Des exhausteurs de goût qui trompent les papilles
La monosodium-glutamate (MSG) et les arômes complexes comme la « poudre de poulet » sont souvent perçus comme des alternatives « légères » au sel. Or, le glutamate monosodique contient environ 12 % de sodium en poids — une cuillère à café (5 g) apporte déjà près de 600 mg de sodium. Quant aux mélanges aromatiques prêts à l’emploi, ils combinent souvent sel, MSG et nucléotides sodés, multipliant l’effet sodé. Utilisés conjointement avec des sauces soja ou des bouillons concentrés, ils font exploser la charge sodée d’un plat.
Les sauces fermentées — pâte de haricots jaunes, pâte de piment (doubanjiang), huîtres en sauce (hoisin) — sont des réservoirs discrets de sodium. Leur processus de fermentation exige une forte concentration saline pour inhiber les micro-organismes indésirables et favoriser le développement des arômes. Une seule cuillère à soupe (15 ml) de sauce d’huîtres peut contenir jusqu’à 1 000 mg de sodium. Leur complexité gustative masque la perception de la salinité, incitant à une consommation excessive sans en avoir conscience.
Les fruits séchés salés et confits, tels que les prunes japonaises (umeboshi), les abricots secs ou les pruneaux marinés, sont souvent prisés comme encas digestif, surtout chez les seniors. Or, leur fabrication implique une étape initiale de saumurage salé, suivie d’une macération sucrée qui camoufle le goût salé, mais non la teneur réelle en sodium. Trois petites prunes umeboshi peuvent fournir plus de 1 200 mg de sodium — davantage qu’un repas équilibré.
Des aliments naturels ou des boissons dont le sodium est sous-estimé
Les algues marines, comme la laitue de mer (wakamé), le nori ou la laminarie (kombu), sont riches en minéraux essentiels, mais aussi en sodium d’origine marine. Par exemple, 10 g d’algues séchées peuvent contenir jusqu’à 700 mg de sodium. Bien que bénéfiques pour la santé cardiovasculaire à dose modérée, elles doivent être comptabilisées dans le bilan sodé global — surtout si associées à des sauces ou à du sel ajouté pendant la cuisson.
Les boissons dites « énergétiques » ou « de réhydratation » sont conçues pour remplacer les électrolytes perdus lors d’efforts intenses. Elles contiennent donc volontairement du sodium (jusqu’à 400–600 mg par litre). Chez les personnes sédentaires ou hypertendues, leur consommation régulière revient à ingérer une solution saline chronique, augmentant la charge volumique et la résistance vasculaire périphérique.

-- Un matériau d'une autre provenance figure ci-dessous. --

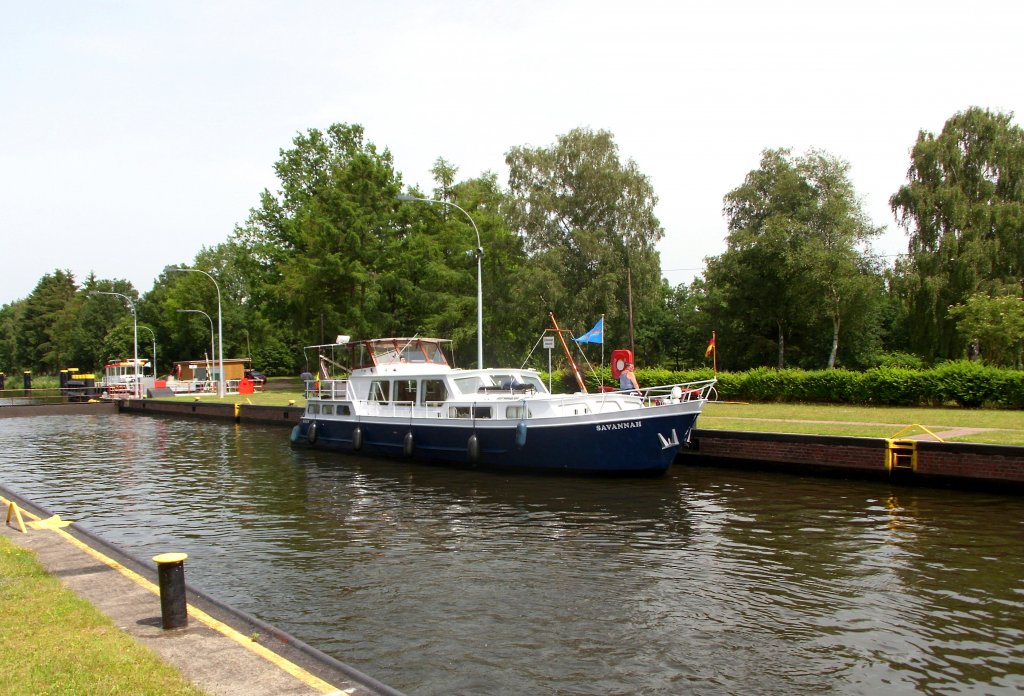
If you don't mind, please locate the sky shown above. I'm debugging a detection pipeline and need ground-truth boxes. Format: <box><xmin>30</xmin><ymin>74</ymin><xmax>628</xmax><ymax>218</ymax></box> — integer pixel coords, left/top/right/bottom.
<box><xmin>0</xmin><ymin>0</ymin><xmax>1024</xmax><ymax>305</ymax></box>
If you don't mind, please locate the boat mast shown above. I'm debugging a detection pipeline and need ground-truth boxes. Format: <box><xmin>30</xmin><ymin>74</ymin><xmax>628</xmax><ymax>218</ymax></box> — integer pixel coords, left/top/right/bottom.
<box><xmin>548</xmin><ymin>312</ymin><xmax>587</xmax><ymax>394</ymax></box>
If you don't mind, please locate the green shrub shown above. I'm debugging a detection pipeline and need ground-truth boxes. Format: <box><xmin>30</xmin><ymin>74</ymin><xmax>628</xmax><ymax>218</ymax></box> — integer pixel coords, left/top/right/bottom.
<box><xmin>543</xmin><ymin>361</ymin><xmax>1024</xmax><ymax>408</ymax></box>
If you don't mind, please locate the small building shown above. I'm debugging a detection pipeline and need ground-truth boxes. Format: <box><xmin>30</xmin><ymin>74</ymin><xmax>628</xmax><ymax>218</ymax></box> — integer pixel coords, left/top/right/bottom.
<box><xmin>170</xmin><ymin>357</ymin><xmax>249</xmax><ymax>382</ymax></box>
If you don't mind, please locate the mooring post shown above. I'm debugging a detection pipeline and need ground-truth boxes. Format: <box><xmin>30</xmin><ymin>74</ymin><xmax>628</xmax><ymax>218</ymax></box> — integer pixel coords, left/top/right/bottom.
<box><xmin>153</xmin><ymin>554</ymin><xmax>188</xmax><ymax>628</ymax></box>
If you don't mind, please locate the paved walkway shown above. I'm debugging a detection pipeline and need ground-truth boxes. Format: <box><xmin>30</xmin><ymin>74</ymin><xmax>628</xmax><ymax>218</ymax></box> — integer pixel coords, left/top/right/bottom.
<box><xmin>0</xmin><ymin>495</ymin><xmax>397</xmax><ymax>696</ymax></box>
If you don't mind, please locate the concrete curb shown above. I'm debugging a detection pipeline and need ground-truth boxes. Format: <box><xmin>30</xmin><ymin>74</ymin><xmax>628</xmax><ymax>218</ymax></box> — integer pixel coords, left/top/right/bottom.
<box><xmin>0</xmin><ymin>486</ymin><xmax>400</xmax><ymax>696</ymax></box>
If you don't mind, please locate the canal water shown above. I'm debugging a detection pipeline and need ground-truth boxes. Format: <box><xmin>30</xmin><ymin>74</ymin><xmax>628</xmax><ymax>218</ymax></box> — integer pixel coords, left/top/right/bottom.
<box><xmin>0</xmin><ymin>416</ymin><xmax>1024</xmax><ymax>695</ymax></box>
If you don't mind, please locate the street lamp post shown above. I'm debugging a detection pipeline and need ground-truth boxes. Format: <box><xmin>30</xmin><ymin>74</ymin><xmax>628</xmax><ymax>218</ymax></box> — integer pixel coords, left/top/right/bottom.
<box><xmin>397</xmin><ymin>193</ymin><xmax>483</xmax><ymax>369</ymax></box>
<box><xmin>141</xmin><ymin>327</ymin><xmax>157</xmax><ymax>380</ymax></box>
<box><xmin>177</xmin><ymin>309</ymin><xmax>214</xmax><ymax>386</ymax></box>
<box><xmin>164</xmin><ymin>266</ymin><xmax>225</xmax><ymax>398</ymax></box>
<box><xmin>89</xmin><ymin>290</ymin><xmax>142</xmax><ymax>398</ymax></box>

Certains légumes terrestres, comme la céleri, la chicorée frisée ou la bette à carde, présentent une teneur naturelle en sodium supérieure à celle de la plupart des végétaux (jusqu’à 100 mg/100 g). Ce niveau reste modéré, mais devient problématique lorsqu’il est cumulé à des techniques culinaires salées ou à des accompagnements riches en sodium. L’astuce consiste à valoriser leur arôme naturel plutôt que de les « corriger » avec du sel ou des sauces.
Contrôler efficacement l’hypertension artérielle exige une approche systémique : il ne suffit pas d’éviter le sel en saupoudrage, mais de décrypter les étiquettes nutritionnelles, de privilégier les produits bruts ou peu transformés, et de repenser l’ensemble du panier alimentaire. Que l’on soit cadre actif ou retraité, la vigilance doit s’exercer sur les aliments ultra-transformés, les condiments complexes et les encas salés-sucrés. Car c’est seulement en maîtrisant l’apport global en sodium — visible et invisible — que l’on stabilise durablement la pression artérielle et que l’on protège, au quotidien, la santé vasculaire.